Note:
This topic has been translated from a Chinese forum by GPT and might contain errors.
Original topic: tidb写入慢,发现了几个异常指标求优化办法
[TiDB Usage Environment] Production Environment
[TiDB Version] v4.0.14
[Encountered Problem: Phenomenon and Impact] Today, we found that a task’s write operation is piling up. Upon checking the monitoring, several metrics are abnormal. Could you please advise on how to optimize this?
gRPC poll CPU usage has reached 200%
Optimizing so much is actually not as good as upgrading the version. I used 4.0.9 before and many inserts were slow. After upgrading, the performance improved significantly, and you can hardly see inserts in slow queries.
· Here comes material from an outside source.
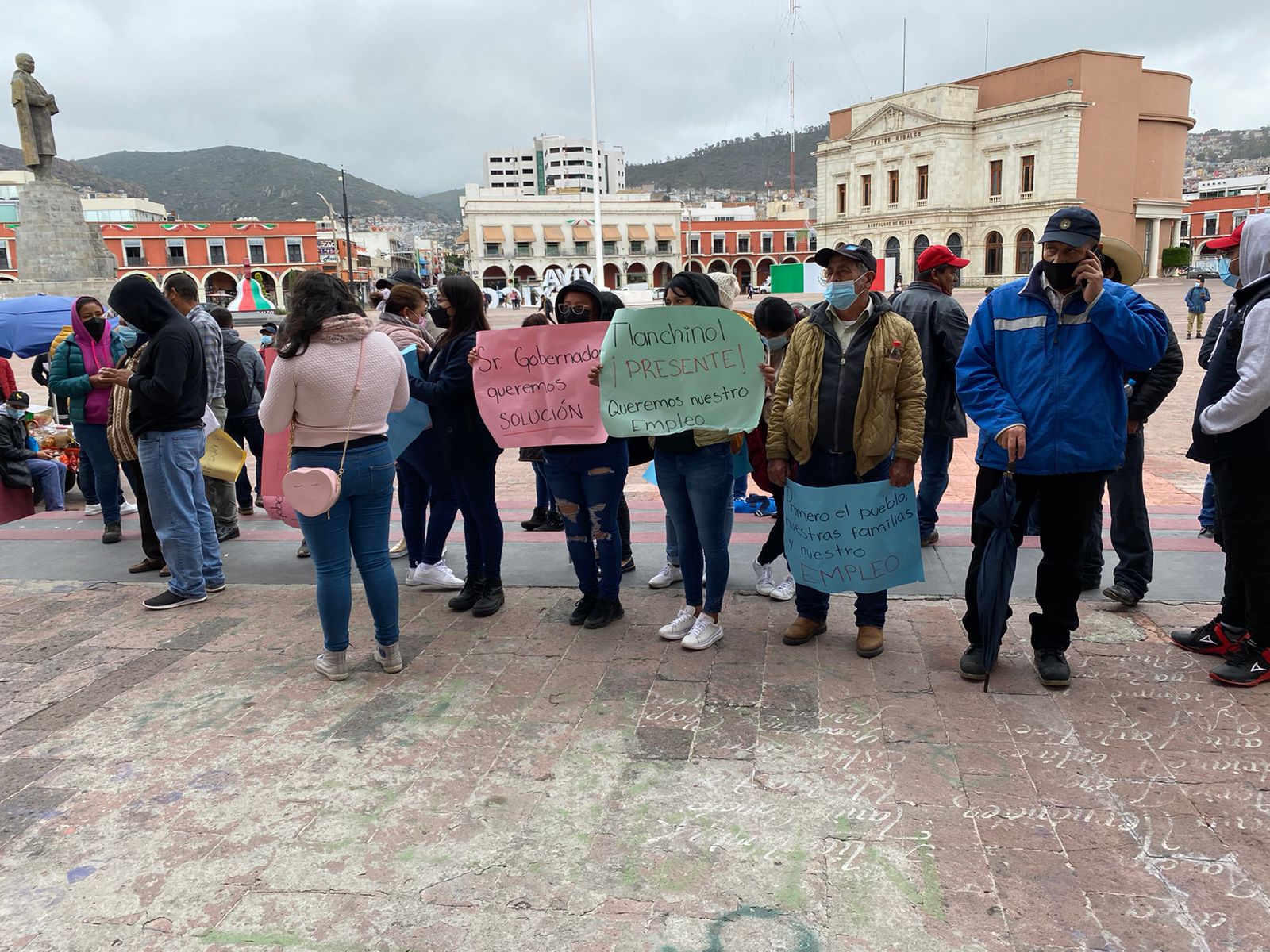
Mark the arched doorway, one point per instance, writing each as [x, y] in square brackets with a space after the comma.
[920, 244]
Which version did you upgrade to? The iterations are so fast now that I’m actually afraid to upgrade.
Last year, we upgraded from 4.0.9 to 5.4.3. The iterations are fast, but now there’s no motivation to upgrade.
I looked at the documentation, the upgrade seems simple. Did you encounter any pitfalls during the upgrade?
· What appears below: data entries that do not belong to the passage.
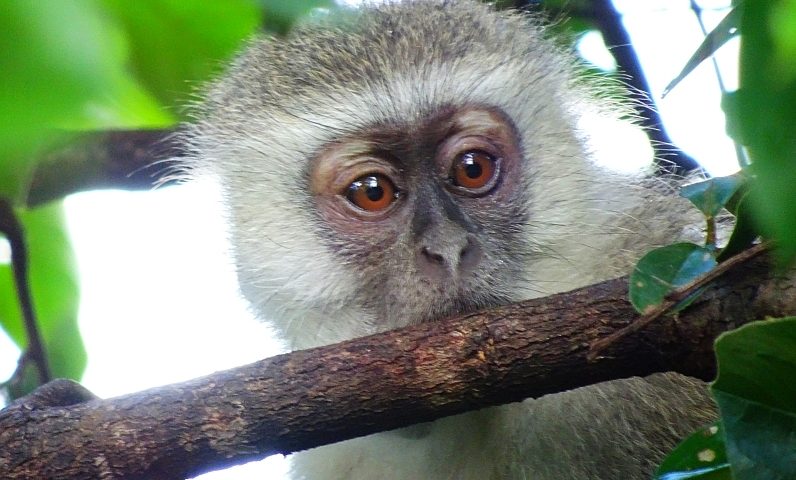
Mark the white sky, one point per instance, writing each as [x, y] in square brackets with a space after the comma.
[159, 303]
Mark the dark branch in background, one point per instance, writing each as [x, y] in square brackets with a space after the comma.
[128, 159]
[362, 386]
[35, 352]
[609, 21]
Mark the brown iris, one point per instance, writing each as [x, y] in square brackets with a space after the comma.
[372, 192]
[474, 170]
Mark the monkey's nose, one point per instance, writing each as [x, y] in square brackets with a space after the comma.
[441, 260]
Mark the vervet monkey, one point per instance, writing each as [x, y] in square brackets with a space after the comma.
[421, 159]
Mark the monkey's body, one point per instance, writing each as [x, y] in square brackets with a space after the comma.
[424, 159]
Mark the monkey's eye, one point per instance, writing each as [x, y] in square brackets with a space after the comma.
[372, 192]
[474, 170]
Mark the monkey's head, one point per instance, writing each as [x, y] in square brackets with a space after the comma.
[403, 164]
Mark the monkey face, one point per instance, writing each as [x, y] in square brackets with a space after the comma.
[370, 185]
[429, 214]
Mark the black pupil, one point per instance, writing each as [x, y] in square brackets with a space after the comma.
[373, 191]
[471, 168]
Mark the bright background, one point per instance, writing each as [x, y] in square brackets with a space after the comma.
[159, 303]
Do you upgrade directly or create a new cluster and then synchronize the data over?
Both methods can achieve the upgrade.
It depends on the importance of your business. The most reliable method is to switch between the two clusters as primary and secondary.
Upgrade by synchronizing from a lower version to a higher version through CDC.
I suggest upgrading to a newer version.
Yes, we have done many upgrades from 4.0 to 5.4, using CDC master-slave synchronization and then switching for the upgrade.
We have also done many in-place upgrades; both methods are feasible.
I upgraded it in the middle of the night using --force. Without --force, it takes a long time to evict the leader from each KV. However, you should test all aspects to ensure there are no issues before upgrading.
Just upgrade directly. We tested upgrading from 4.0 to 5.4 without any issues before proceeding.
My current TiDB version is 5.2 and DM is 2.06. I previously tried upgrading during testing, but encountered data synchronization issues with DM. After the issues, I couldn’t downgrade either. Now I’m afraid to upgrade because if something goes wrong, my boss will have to sit next to me at work.
If it’s running stably and there are no special requirements, don’t upgrade.
Indeed, after we upgraded a cluster, the DDL execution became particularly fast.
The new version will fix many of the original bugs.
After 13:30, Command Per Second increased, QPS increased, and Duration decreased. It feels like a large number of small SQL executions suddenly increased, leading to higher IO usage. It may not necessarily be slow SQL, as slow SQL is generally larger. A large number of small SQLs can also have significant impact. You can check what small SQL executions have increased significantly during this period.
- Duration: Execution time
- The time from when the client network request is sent to TiDB to when TiDB finishes execution and returns to the client. Generally, client requests are sent in the form of SQL statements, but they can also include execution times for commands like
COM_PING
, COM_SLEEP
, COM_STMT_FETCH
, COM_SEND_LONG_DATA
, etc.
- Since TiDB supports Multi-Query, it can accept multiple SQL statements sent by the client at once, such as
select 1; select 1; select 1;
. In this case, the execution time statistics are the total time after all SQL statements have been executed.
- Command Per Second: The number of commands processed by TiDB per second, counted based on whether the execution result is successful or failed.
- QPS: The number of SQL statements executed per second on all TiDB instances, categorized by
SELECT
, INSERT
, UPDATE
types.
It feels like the anomaly is caused by slow network transmission.
Observe more closely to determine whether the slow writes are affecting this table in general or only during specific time periods, and further pinpoint the issue.
I suggest that experts organize a document according to the upgrade versions, such as 3-6, 4-6, etc.